Effects of calcium channel blockers on calcium release-activated calcium currents in rat hepatocytes.

Abstract

Aim: To study the influences of calcium channel blockers on calcium release-activated calcium currents (ICRAC) in rat hepatocytes.

Methods: Whole-cell patch-clamp technique was used.

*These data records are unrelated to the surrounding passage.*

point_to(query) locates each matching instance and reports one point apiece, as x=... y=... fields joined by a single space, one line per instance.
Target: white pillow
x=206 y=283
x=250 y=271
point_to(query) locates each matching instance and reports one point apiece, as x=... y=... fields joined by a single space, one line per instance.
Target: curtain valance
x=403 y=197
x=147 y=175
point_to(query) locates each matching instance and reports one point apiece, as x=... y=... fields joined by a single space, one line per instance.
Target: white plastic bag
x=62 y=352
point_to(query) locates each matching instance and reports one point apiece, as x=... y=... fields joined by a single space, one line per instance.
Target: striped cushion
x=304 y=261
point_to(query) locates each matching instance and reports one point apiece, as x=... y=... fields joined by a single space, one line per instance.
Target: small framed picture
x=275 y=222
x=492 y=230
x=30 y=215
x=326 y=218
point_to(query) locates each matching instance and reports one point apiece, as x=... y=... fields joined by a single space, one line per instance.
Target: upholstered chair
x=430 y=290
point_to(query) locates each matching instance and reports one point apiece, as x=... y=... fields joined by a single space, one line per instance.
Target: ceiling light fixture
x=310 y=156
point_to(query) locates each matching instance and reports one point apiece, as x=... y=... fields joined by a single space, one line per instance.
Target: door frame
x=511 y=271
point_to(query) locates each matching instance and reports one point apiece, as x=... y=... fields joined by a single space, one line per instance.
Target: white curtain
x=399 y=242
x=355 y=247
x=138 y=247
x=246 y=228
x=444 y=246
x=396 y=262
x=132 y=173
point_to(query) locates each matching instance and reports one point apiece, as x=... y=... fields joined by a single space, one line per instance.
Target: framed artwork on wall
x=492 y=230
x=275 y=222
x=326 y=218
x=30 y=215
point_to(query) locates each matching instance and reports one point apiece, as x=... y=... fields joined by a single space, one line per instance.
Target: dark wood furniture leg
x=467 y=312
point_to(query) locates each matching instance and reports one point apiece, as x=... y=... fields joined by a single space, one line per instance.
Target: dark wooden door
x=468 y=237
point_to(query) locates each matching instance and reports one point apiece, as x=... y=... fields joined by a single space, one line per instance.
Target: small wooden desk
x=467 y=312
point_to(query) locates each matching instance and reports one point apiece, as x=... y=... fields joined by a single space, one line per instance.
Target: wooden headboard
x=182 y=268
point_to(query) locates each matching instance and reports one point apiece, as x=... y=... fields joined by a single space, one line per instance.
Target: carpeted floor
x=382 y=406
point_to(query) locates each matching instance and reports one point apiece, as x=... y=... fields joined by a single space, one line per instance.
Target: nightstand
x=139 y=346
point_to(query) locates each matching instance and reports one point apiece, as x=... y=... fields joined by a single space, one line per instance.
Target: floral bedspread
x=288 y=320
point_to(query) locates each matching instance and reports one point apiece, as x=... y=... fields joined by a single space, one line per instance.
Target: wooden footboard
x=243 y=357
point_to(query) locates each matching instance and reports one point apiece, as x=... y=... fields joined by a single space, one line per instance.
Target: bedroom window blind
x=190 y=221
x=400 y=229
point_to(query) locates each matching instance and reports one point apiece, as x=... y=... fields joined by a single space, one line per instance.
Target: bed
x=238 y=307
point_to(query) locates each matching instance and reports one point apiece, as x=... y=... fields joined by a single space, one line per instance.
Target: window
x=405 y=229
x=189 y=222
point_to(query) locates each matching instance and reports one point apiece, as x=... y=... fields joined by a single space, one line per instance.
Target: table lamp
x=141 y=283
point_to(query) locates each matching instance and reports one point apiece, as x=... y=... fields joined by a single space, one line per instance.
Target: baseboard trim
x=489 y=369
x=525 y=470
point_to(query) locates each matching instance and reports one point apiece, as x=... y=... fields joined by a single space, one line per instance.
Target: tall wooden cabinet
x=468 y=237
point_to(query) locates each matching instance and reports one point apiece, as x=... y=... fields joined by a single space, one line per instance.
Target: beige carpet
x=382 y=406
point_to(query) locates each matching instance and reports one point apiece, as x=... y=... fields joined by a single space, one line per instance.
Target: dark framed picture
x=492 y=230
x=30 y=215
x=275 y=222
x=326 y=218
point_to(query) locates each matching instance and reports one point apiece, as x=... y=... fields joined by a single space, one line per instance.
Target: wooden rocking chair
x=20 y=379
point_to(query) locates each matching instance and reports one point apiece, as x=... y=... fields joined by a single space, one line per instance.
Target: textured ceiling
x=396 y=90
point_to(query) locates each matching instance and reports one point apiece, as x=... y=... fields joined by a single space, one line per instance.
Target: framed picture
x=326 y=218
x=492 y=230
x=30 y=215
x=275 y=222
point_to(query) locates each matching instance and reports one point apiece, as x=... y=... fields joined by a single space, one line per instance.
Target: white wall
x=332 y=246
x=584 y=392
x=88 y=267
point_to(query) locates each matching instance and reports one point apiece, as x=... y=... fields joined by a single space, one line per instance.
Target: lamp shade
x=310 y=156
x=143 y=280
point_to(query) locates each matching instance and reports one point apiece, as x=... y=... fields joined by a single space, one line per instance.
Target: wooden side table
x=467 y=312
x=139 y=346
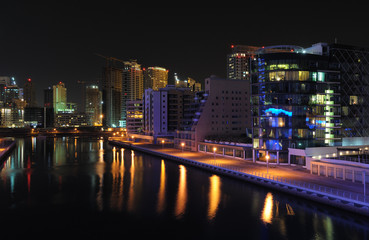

Results: The peak amplitude of ICRAC was -0.41 nA +/- 0.09 nA (n = 15), its reversal potential was about 0 mV. Verapamil (Ver), diltiazem (Dil), and nifedipine (Nif) decreased ICRAC strikingly, without affecting its reversal potential. The inhibitory rate of Ver 5 mumol.L-1 was 40% +/- 12% (n = 3), Ver 50 mumol.L-1 reduced the peak amplitude of ICRAC from -0.49 nA +/- 0.12 nA to -0.20 nA +/- 0.09 nA (P < 0.01 vs control, n = 5). The inhibitory rate was 57% +/- 15%. Dil 50 mumol.L-1 and Nif reduced ICRAC from -0.43 nA +/- 0.10 nA to -0.29 nA +/- 0.07 nA (P < 0.01 vs control, n = 5), from -0.32 nA +/- 0.08 nA to -0.27 nA +/- 0.08 nA (P < 0.01 vs control, n = 5). The inhibitory rate was 31% +/- 11%, 19% +/- 7%, respectively. The amplitude of ICRAC was dependent on extracellular Ca2+ concentration. The peak amplitude of ICRAC was -0.21 nA +/- 0.08 nA (n = 3) in Tyrode's solution with Ca2+ 1.8 mmol.L-1 (P < 0.01 vs the peak amplitude of ICRAC in external solution with Ca2+ 10 mmol.L-1).

Conclusion: The three calcium antagonists inhibited ICRAC effectively and protected hepatocytes from calcium overload via the inhibition of ICRAC.